Con 60 años de historia a sus espaldas, el Restaurant Bilbao ha sabido mantenerse como uno de los locales más reconocidos de la ruta gastronómica de Barcelona. Distanciado de modas efímeras, este local continúa manteniendo vivo el espíritu de siempre y ofrece una cocina tradicional pero puesta al día. No en vano, Pere Valls Isart, propietario y ánima del Bilbao, recuerda que toda su vida ha estado vinculada al mundo de la restauración. Su abuela y su madre habían sido cocineras.

“Durante muchos años mi familia regentó la fonda que había en Els Hostalets de Pierola, municipio de donde soy oriundo y en donde también, con anterioridad, mi abuela había gestionado el casino del pueblo”

La familia Valls-Isart adquirió un local situado en la calle Perill del barrio de Gracia, donde inauguraron un bar. “Se trataba de un negocio familiar que llevaban entre todos.
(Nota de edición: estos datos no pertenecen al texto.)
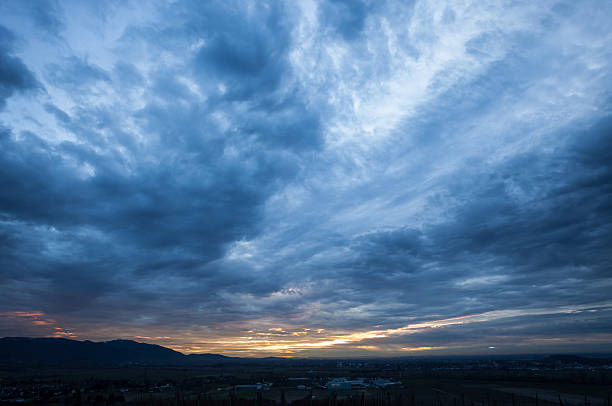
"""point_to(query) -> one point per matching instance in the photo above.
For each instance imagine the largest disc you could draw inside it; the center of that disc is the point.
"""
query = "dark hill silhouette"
(38, 351)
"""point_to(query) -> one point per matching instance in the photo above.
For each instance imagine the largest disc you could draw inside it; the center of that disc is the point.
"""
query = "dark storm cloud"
(495, 250)
(14, 75)
(106, 223)
(199, 165)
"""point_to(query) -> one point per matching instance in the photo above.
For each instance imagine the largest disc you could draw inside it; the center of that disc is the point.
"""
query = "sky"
(307, 178)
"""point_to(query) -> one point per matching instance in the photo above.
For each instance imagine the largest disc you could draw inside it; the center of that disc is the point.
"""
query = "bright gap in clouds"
(322, 179)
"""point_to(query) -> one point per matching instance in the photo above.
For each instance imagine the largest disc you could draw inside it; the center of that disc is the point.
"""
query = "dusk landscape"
(308, 203)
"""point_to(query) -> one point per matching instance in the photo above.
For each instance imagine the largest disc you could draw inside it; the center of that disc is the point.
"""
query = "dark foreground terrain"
(85, 379)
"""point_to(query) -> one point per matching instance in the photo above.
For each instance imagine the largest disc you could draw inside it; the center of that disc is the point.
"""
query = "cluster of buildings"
(361, 383)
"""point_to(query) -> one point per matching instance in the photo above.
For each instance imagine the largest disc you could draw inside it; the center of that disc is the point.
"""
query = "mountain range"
(49, 351)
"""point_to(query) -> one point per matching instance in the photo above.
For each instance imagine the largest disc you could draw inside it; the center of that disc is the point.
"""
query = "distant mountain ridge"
(33, 351)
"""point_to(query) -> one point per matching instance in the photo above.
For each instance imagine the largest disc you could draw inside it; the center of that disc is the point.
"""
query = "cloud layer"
(327, 178)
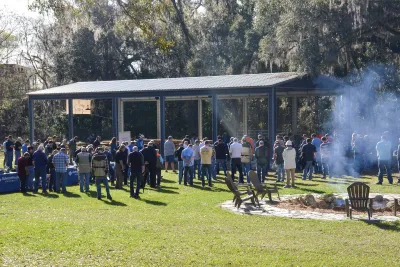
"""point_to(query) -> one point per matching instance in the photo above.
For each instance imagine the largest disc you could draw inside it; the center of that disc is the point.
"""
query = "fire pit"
(315, 206)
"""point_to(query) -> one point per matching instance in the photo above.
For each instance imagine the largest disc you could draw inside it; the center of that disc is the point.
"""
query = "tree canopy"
(86, 40)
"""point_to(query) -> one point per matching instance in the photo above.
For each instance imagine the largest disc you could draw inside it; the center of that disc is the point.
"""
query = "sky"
(20, 7)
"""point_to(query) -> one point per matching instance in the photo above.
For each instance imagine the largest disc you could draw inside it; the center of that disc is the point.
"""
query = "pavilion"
(242, 86)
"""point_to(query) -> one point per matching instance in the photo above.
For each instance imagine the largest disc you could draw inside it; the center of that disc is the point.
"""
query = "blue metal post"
(272, 114)
(70, 118)
(162, 124)
(214, 117)
(31, 120)
(115, 117)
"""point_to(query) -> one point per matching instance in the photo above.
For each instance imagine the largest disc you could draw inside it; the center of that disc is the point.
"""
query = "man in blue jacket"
(40, 163)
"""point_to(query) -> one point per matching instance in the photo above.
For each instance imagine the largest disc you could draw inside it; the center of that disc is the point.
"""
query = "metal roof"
(173, 84)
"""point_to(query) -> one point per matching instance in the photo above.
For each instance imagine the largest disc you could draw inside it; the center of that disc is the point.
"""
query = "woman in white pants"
(289, 157)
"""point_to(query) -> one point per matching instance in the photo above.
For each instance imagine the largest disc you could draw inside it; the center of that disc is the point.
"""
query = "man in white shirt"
(235, 151)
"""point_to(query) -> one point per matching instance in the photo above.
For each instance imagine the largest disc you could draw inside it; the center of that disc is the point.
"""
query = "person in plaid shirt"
(60, 161)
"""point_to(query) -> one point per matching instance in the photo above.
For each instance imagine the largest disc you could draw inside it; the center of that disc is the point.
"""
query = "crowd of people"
(142, 163)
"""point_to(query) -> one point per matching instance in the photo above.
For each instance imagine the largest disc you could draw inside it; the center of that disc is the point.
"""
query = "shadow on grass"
(211, 189)
(114, 203)
(92, 193)
(333, 182)
(28, 195)
(167, 181)
(71, 195)
(50, 195)
(169, 187)
(391, 226)
(153, 202)
(163, 190)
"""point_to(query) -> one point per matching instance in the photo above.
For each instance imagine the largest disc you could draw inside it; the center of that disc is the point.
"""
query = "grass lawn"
(179, 226)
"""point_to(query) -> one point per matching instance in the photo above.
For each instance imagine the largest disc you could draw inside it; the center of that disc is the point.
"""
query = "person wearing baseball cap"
(289, 157)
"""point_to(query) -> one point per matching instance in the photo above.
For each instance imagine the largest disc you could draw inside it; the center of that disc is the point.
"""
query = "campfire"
(331, 203)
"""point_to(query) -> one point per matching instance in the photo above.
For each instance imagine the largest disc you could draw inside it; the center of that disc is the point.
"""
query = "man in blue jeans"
(99, 171)
(384, 153)
(308, 152)
(9, 152)
(136, 163)
(206, 163)
(188, 160)
(178, 154)
(40, 163)
(83, 160)
(60, 161)
(221, 151)
(197, 160)
(317, 143)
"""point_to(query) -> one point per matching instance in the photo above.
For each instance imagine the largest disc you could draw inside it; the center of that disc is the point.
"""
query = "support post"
(158, 119)
(70, 118)
(200, 118)
(31, 120)
(162, 124)
(245, 117)
(294, 115)
(121, 123)
(115, 117)
(214, 117)
(272, 117)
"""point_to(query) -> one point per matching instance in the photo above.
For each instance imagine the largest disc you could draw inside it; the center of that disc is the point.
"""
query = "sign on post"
(125, 137)
(80, 107)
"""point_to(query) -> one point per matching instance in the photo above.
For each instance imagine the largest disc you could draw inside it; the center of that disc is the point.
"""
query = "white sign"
(80, 107)
(125, 137)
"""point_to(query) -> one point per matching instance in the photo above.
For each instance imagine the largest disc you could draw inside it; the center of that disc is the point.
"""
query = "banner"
(125, 137)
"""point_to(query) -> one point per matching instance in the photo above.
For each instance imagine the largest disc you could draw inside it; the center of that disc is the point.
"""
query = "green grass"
(179, 226)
Al cabo de unos años, Pere Valls coge el relevo generacional y, consciente de las posibilidades que tenía aquel negocio, apostó por adentrarse plenamente en el terreno culinario”.

“La gastronomía era algo que siempre me había atraído, algo que había vivido y que comprendía desde mi infancia. Probablemente por esta razón me di cuenta que hacía falta ir un poco más allá y sería bueno y necesario que el establecimiento se abriera camino en este campo”.

El Bilbao práctica una cocina tradicional y elaborada que, durante los primeros 18 años, se sustentó en la experiencia y el savoir faire de la madre del señor Valls, a quien más tarde el mismo sustituyó.

“Me gusta mucho cocinar y he disfrutado mucho dedicándome a ello; pero, a medida que pasan los años, llega un momento en qué uno mismo necesita tomarse las cosas con un poco más de calma. Por este motivo, desde hace 20 años, en nuestra casa trabaja Jordi Olivet, cocinero procedente de la Escuela de Restauración que ha sabido comprender y mantener vivo el espíritu del Bilbao. Se trata de una persona joven, con quien mantengo un buen entendimiento, que con empuje y profesionalidad sabe aportar toques de modernidad sin apartarse del carácter tan arraigado de nuestros platos. Asimismo, con el resto del equipo se juntan experiencia y juventud a fin de garantizar fidelidad y dinamismo.”

Con una clientela devota que ha hecho del Bilbao su punto de reunión y con otra que va motivada por lo que explica el boca-oreja, este restaurante acoge, sobre todo personas que aprecien una buena cocina y un buen producto.